If you're analysing and comparing data across different categories, you might be wondering how to compare different groups of numbers effectively. One handy tool for this is called a z-score.
What Is a Z-Score?
A z-score tells you how far a particular number is from the average (mean) of a group, measured in standard deviations. In simpler terms, it shows how "unusual" or "normal" a number is compared to the rest of the numbers in that group.
Here’s a basic way to think about it:
Average (Mean): This is the typical value in a group. For example, if the average score on a test is 70, most students scored around this number.

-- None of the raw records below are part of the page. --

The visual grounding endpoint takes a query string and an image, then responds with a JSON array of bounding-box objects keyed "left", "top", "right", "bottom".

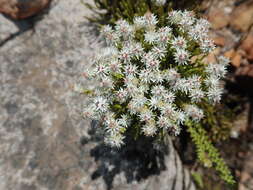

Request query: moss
[{"left": 82, "top": 0, "right": 203, "bottom": 25}]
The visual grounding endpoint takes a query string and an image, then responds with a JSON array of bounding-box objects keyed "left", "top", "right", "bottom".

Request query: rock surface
[
  {"left": 230, "top": 0, "right": 253, "bottom": 32},
  {"left": 0, "top": 0, "right": 195, "bottom": 190},
  {"left": 0, "top": 0, "right": 51, "bottom": 19}
]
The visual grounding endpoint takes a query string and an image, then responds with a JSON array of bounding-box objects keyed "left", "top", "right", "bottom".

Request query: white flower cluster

Standard Deviation: This indicates how spread out the numbers are. A small standard deviation means the scores are close to the average, while a large one means they are more varied.
The formula for finding a z-score is:
z = (X−average) / standard deviation
Where:
- X is the number you’re looking at,
- Average is the mean of the group,
- Standard deviation measures how spread out the numbers are.
Why Use Z-Scores?
Easy Comparisons: Z-scores help you compare numbers from different groups. For instance, if you want to compare test scores from maths and history, z-scores let you see how each score stands out in its own subject.

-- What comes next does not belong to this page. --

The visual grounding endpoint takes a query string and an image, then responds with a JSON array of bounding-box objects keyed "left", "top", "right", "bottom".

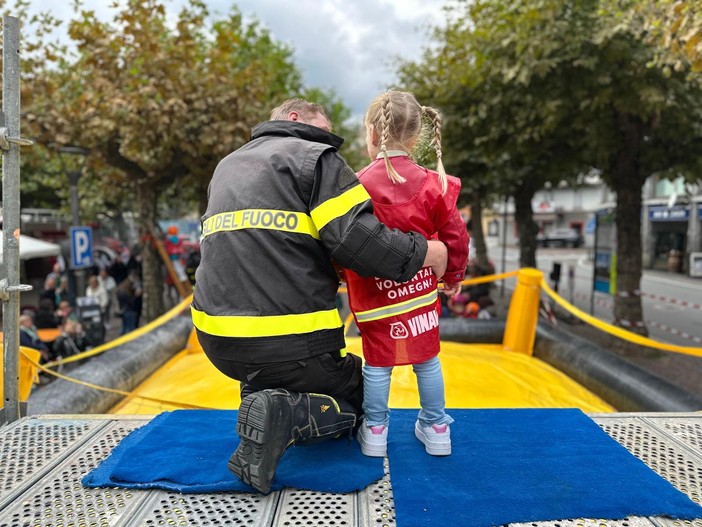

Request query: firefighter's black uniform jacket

Spotting Outliers: If a z-score is very high or very low, it indicates that the number is an outlier, meaning it’s quite different from the rest. This can help identify unusual results, like a student who scored much higher or lower than their classmates.
Different Scales: If you’re comparing things that are measured differently (like scores and sales figures), z-scores put everything on the same scale, making comparisons easier.
Informed Decisions: Businesses can use z-scores to make better choices. For example, if one product has a high z-score for customer satisfaction, it might be worth promoting more.
For example:
If we want to compare the average price of Airbnb apartments in different boroughs in London - we could just use the average price for each borough - as seen below. But this makes it difficult to compare the scores between different room types.
However if we want to see how each borough compares to the average for each room type - we can use z-scores to normalise for each room type and identify outliers.
Examples of where you may use Z-Scores:
Test Scores: If in a maths test the average score is 75, with most students scoring between 65 and 85. If you score 90, calculating your z-score shows how well you did compared to everyone else. If the z-score is positive, you did better than average. You could then compare this with other subjects and see who did better relative to their peers in English and Science - even though the average marks for each test may be different - as you are standardising it and comparing it to the distribution rather than just using the pure marks.
Sales Figures: Imagine a shop has an average monthly sale of £20,000 with some variation. If one month they sold £30,000, calculating the z-score shows if this was an exceptional month compared to their usual sales.
Z-scores are a useful way to understand how individual numbers compare to a group. They help you see what’s normal and what’s unusual, making it easier to analyse and make decisions based on data, and compare across different data sets.